6 December 2000
Imported beef cleared by agency

By FWi staff

FRENCH beef is no more of a risk to British consumers than the home-produced product, claim food safety watchdogs.

The Food Standards Agency has reported that there was no basis for a ban, following a fact-finding mission to France last week.

British environmental health officers have assured the agency that close checks are being made to ensure beef over 30 months old is not entering the country.

An agency source told The Times that people were keeping a close eye on documentation accompanying beef and beef products.

We will get a complete picture of the imported beef trade in two weeks.

The FSA has welcomed the EU three point-plan designed to eradicate the disease in Europe. Britain already has tough BSE controls.

This includes a ban on meat and bonemeal in all animal feed, BSE tests on cattle aged over 30months before they can enter the food chain, and a ban on the use of the whole intestine in food.

But The Independent reports that the test for BSE has never been properly validated and can give false negative results.

It says validation carried out by the EC Joint Research Centre does not include an assessment of how the test performs of cows which seem healthy but are incubating the disease.

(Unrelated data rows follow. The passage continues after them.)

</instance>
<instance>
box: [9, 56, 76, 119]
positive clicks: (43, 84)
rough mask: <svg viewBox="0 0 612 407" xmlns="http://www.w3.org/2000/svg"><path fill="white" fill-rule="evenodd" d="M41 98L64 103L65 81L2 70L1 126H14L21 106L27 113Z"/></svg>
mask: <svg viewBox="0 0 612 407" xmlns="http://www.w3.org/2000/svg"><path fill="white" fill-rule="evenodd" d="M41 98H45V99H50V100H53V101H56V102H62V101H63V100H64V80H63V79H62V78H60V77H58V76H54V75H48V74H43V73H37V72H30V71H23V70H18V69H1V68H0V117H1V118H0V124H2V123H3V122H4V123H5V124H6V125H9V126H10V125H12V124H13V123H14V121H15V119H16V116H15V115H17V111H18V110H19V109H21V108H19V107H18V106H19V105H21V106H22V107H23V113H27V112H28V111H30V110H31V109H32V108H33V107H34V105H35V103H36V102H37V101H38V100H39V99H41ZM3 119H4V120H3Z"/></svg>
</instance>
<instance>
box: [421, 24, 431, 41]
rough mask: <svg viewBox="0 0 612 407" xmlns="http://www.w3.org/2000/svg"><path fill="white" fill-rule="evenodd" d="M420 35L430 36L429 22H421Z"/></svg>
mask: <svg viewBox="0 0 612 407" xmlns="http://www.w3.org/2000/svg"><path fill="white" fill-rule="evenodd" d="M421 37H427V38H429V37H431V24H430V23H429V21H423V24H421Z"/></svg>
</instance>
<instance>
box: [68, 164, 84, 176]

Meanwhile, National Beef Association chief executive Robert Forster says he has little confidence in the post-mortem test for older cattle.

He told the BBC Radio 4 Farming Today programme testing was not a consumer health protection exercise but a move to build consumer confidence.

Mr Forster claimed the test was unreliable and would in effect lead to an over thirty months scheme by another name.

They wont use the test, nor get anything over thirty months old in the food chain. Its an over thirty months cull in all but name.

The Governments expert BSE committee SEAC will review the risk from imported beef at a meeting on December 19.